I have actually been teaching prealgebra math throughout my years of teaching and tutoring and used it during my years as a computer programmer. Since prealgebra math covers all the math from Kindergarten on, it is something that starts right from the beginning of formal schooling with number sense. The most important thing that I try to accomplish is to get my students comfortable working with the 10 numbers in our number system - 0, 1, 2, 3, 4, 5, 6, 7, 8 and 9 and then moving on from there to addition, subtraction, multiplication, division, and fractions.
I have been a proofreader for many years. When one is a teacher, proofreading is a major part of the "job" and having been a computer programmer, a "missing" comma or an "extra" comma would cause havoc in the execution of a program. I spot grammatical and spelling errors without even trying. So if I'm doing it as an actual assignment, I'm even more "aware." I have proofread research documents prepared using MLA and/or APA format as well as proofing assignments in various subjects.
I have had 20 years of experience teaching and/or tutoring K-8 in both Massachusetts and Ohio. Reading has always been an important subject because once "we learn to read", then we continue to "read to learn". I have always tried to focus in instilling a love of reading and have tried to develop strategies that will help a student better comprehend what they read. I want to make sure my students have an understanding of phonics and the vocabulary that grows from the understanding.
The term “special needs” can have a variety of definitions and explanations. I personally brought up a child with special needs who had her unique learning style and I in turn was able to come up with a variety of teaching methods to address her uniqueness. I have been involved writing IEPs for children with epilepsy, ADHD, Autism, Cerebral Palsy, intellectually delayed. I have taken courses in Special Ed subjects to keep my teaching certificate active and up-to-date. I have never taught to the special need, I teach the student what they need to know to "succeed."
I "carry" phonics into my teaching of spelling. They really do work hand-in-hand. So when my students are learning letter sounds and words, then I encourage them to use what they know and hear and produce written words correctly. This usually works!
I have taught study skills both informally and formally at all grade levels. The earlier skills are taught and learned the better off the student is. I have taught students to use color-coded index cards to learn subject-specific and everyday vocabulary. I have strongly advised what a quiet study/work area should look like (lighting, seating, noise level, reference material, etc). I have taught note-taking so that the student could use a binder to keep notes from the different subjects being covered at any given time. I've shared acronyms so it is easy to remember things we might forget (PEMDAS - Please Excuse My Dear Aunt Sally).
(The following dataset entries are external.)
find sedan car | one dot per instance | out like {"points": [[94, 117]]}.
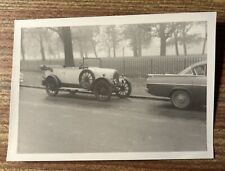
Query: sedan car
{"points": [[183, 89], [103, 82]]}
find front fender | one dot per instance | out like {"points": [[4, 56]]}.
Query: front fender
{"points": [[102, 78]]}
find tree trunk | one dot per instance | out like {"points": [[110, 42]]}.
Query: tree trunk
{"points": [[42, 50], [176, 44], [162, 46], [68, 48], [80, 49], [22, 46], [184, 43], [162, 40], [94, 48], [109, 51], [205, 40]]}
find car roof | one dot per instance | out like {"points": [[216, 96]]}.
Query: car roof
{"points": [[193, 65]]}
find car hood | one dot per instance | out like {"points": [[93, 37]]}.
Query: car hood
{"points": [[102, 70]]}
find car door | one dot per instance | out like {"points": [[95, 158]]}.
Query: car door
{"points": [[71, 75]]}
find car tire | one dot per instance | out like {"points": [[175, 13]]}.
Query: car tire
{"points": [[181, 99], [102, 90], [123, 89], [52, 86], [86, 79]]}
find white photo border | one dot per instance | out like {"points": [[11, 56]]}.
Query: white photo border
{"points": [[210, 17]]}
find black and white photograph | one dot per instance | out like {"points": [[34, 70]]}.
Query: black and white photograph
{"points": [[113, 88]]}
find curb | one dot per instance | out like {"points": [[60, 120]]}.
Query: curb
{"points": [[131, 96]]}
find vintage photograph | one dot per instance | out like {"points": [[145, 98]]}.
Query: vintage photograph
{"points": [[113, 88]]}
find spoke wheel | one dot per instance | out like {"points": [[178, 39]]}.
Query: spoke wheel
{"points": [[103, 91], [51, 87], [181, 99], [123, 89], [86, 79]]}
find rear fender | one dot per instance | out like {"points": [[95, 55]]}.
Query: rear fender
{"points": [[54, 77], [180, 88], [100, 79]]}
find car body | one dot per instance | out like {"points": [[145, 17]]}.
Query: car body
{"points": [[100, 81], [183, 89]]}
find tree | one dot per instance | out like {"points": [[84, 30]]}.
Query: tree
{"points": [[22, 44], [84, 40], [205, 38], [68, 48], [66, 37], [164, 31], [139, 36], [108, 38]]}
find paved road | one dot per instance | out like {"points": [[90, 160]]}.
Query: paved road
{"points": [[79, 123]]}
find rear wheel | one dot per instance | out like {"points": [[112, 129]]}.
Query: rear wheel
{"points": [[52, 87], [102, 90], [123, 89], [86, 79], [181, 99]]}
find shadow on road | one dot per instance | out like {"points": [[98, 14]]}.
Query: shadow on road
{"points": [[196, 112]]}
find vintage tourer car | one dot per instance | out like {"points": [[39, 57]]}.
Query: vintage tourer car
{"points": [[183, 89], [103, 82]]}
The earlier one learns how to study the bigger the rewards.
Regardless of the grade level, when I teach students how to write, we go through the process of idea generation, prewriting (where we do not worry about grammar rules), we just want to get our ideas written down. Then we go back and check spelling, capitalization, etc., marking up and revising. We ask ourselves why are we writing - are we trying to entertain, inform or persuade. We make sure that we succeed in fulfilling our purpose. We edit what's been written. We let someone else read our work and then we prepare for the final publication and/or presentation. Writing is a process, we really should go through all the steps.